Contexte du système solaire

3I/ATLAS est le troisième objet interstellaire confirmé à visiter le système solaire, après 1I/’Oumuamua en 2017 et 2I/Borisov en 2019. Contrairement à ‘Oumuamua, qui semblait rocheux et ne produisait aucun gaz détectable, 3I/ATLAS est une comète active, riche en composés volatils permettant une analyse isotopique détaillée. C’est le premier objet interstellaire pour lequel des mesures aussi précises du deutérium ont été possibles.

Le rapport D/H extrême de 3I/ATLAS contraste fortement avec la diversité observée dans notre système solaire, où certaines comètes correspondent au rapport D/H de la Terre tandis que d’autres le dépassent d’un facteur trois. Cette diversité constitue une énigme centrale pour comprendre l’origine de l’eau terrestre.

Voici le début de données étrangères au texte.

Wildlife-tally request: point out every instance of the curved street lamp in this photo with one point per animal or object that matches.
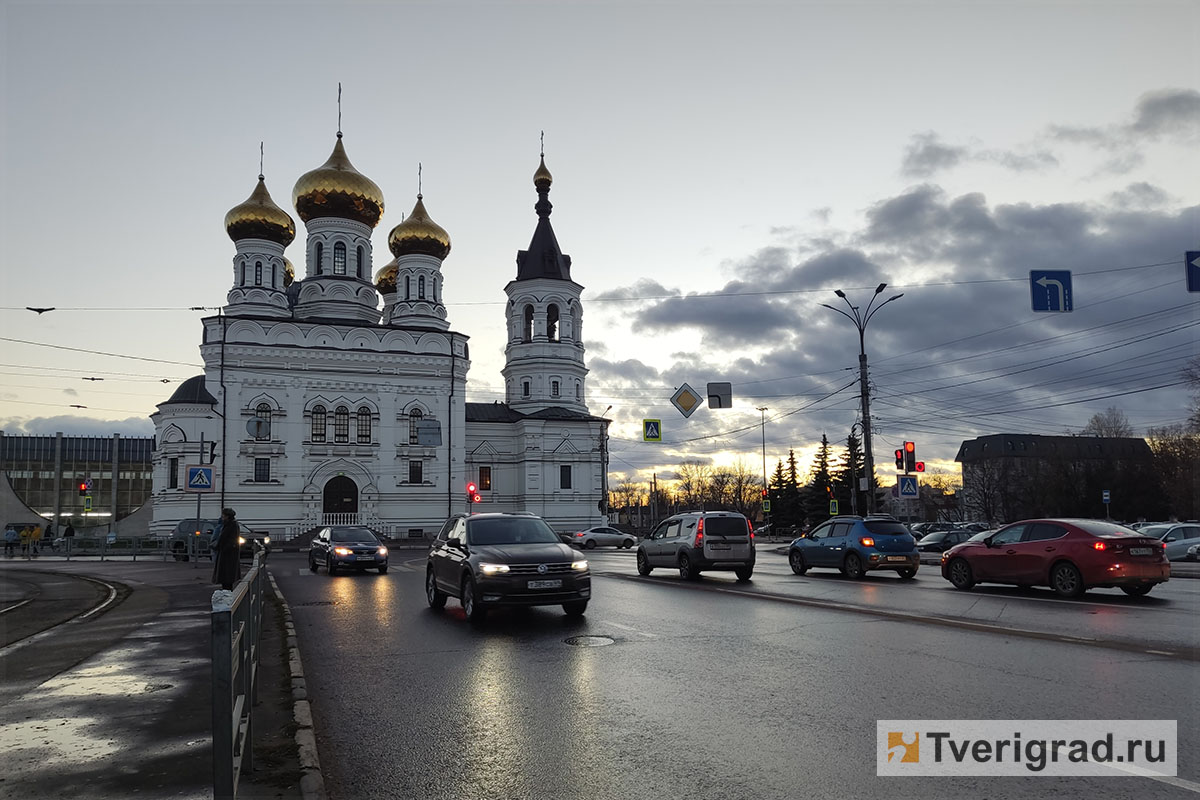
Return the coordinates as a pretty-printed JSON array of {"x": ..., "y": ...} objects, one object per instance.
[{"x": 861, "y": 319}]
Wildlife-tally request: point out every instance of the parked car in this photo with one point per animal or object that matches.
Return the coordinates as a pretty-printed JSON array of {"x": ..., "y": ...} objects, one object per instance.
[
  {"x": 942, "y": 540},
  {"x": 1068, "y": 555},
  {"x": 1176, "y": 537},
  {"x": 696, "y": 541},
  {"x": 601, "y": 536},
  {"x": 504, "y": 559},
  {"x": 856, "y": 546},
  {"x": 352, "y": 547}
]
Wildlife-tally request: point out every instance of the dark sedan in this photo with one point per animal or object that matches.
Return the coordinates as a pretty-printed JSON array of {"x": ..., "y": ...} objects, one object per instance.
[
  {"x": 349, "y": 547},
  {"x": 499, "y": 559},
  {"x": 1068, "y": 555}
]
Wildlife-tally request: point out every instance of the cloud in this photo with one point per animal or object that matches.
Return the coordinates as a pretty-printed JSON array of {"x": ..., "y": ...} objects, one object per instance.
[{"x": 77, "y": 426}]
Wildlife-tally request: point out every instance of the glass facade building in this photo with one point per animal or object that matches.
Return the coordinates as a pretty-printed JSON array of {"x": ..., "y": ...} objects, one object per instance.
[{"x": 47, "y": 471}]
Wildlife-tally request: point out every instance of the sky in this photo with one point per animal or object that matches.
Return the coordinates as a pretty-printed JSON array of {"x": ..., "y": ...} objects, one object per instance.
[{"x": 719, "y": 169}]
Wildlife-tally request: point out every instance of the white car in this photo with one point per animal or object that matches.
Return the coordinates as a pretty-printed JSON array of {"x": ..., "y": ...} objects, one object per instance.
[{"x": 601, "y": 536}]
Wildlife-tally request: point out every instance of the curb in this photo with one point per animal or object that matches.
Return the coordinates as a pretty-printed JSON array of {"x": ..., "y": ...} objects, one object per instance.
[{"x": 312, "y": 782}]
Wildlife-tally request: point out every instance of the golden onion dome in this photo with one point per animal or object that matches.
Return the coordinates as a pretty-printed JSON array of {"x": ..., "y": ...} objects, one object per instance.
[
  {"x": 385, "y": 278},
  {"x": 258, "y": 217},
  {"x": 419, "y": 234},
  {"x": 543, "y": 174},
  {"x": 337, "y": 190}
]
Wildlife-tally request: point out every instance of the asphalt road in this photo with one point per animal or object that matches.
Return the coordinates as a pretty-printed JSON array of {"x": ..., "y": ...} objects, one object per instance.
[{"x": 718, "y": 689}]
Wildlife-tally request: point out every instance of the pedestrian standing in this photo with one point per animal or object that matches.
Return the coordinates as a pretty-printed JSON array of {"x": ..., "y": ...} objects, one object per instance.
[{"x": 226, "y": 563}]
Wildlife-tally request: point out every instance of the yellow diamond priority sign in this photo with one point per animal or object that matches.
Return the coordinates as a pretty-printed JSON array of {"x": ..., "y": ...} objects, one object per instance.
[{"x": 687, "y": 400}]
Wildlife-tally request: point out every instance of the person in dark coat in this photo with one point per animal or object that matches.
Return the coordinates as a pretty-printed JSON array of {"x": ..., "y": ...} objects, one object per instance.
[{"x": 226, "y": 564}]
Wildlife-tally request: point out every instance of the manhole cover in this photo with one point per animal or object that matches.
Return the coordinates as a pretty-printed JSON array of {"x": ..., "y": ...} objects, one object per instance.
[{"x": 589, "y": 641}]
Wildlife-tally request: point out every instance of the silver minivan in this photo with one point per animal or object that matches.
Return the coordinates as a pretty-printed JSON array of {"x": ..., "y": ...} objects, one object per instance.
[{"x": 696, "y": 541}]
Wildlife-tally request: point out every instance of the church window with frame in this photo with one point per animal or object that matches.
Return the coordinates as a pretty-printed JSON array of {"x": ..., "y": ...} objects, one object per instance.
[
  {"x": 263, "y": 411},
  {"x": 340, "y": 258},
  {"x": 318, "y": 423},
  {"x": 364, "y": 427},
  {"x": 414, "y": 422},
  {"x": 341, "y": 425}
]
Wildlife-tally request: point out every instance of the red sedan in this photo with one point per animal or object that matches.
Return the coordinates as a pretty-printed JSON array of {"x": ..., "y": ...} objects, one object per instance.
[{"x": 1068, "y": 555}]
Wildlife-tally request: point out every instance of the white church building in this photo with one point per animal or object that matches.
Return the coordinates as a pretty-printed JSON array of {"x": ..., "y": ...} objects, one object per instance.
[{"x": 322, "y": 405}]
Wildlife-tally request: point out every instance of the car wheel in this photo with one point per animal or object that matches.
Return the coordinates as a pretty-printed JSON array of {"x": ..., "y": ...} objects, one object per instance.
[
  {"x": 687, "y": 571},
  {"x": 436, "y": 597},
  {"x": 471, "y": 607},
  {"x": 960, "y": 575},
  {"x": 1066, "y": 579}
]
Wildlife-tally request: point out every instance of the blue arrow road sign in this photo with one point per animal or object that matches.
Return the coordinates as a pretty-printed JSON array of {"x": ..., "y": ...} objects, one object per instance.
[
  {"x": 1192, "y": 262},
  {"x": 1050, "y": 289},
  {"x": 199, "y": 479}
]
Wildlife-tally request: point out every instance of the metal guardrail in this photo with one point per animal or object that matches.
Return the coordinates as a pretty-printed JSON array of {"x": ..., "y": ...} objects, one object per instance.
[{"x": 237, "y": 625}]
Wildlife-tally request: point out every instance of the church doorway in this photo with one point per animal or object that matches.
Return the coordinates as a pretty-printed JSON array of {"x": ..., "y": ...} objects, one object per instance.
[{"x": 341, "y": 498}]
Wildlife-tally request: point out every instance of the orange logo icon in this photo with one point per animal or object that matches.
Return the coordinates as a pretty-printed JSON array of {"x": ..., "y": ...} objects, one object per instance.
[{"x": 909, "y": 751}]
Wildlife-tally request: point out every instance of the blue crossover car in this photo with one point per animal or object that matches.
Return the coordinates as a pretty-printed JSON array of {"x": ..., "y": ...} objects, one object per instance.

Le consensus actuel soutient que les astéroïdes, en particulier les chondrites carbonées, ont apporté la majeure partie de l’eau à la Terre primitive, avec une contribution plus faible des comètes. Le résultat de 3I/ATLAS suggère que, dans d’autres systèmes planétaires, l’apport d’eau et de composés organiques pourrait suivre des voies chimiques très différentes.

Pour les astronomes, le message est clair : le système solaire n’est pas un modèle universel. Chaque objet interstellaire qui traverse notre système transporte un message chimique d’un autre monde, et JWST lit désormais ces messages avec une clarté sans précédent.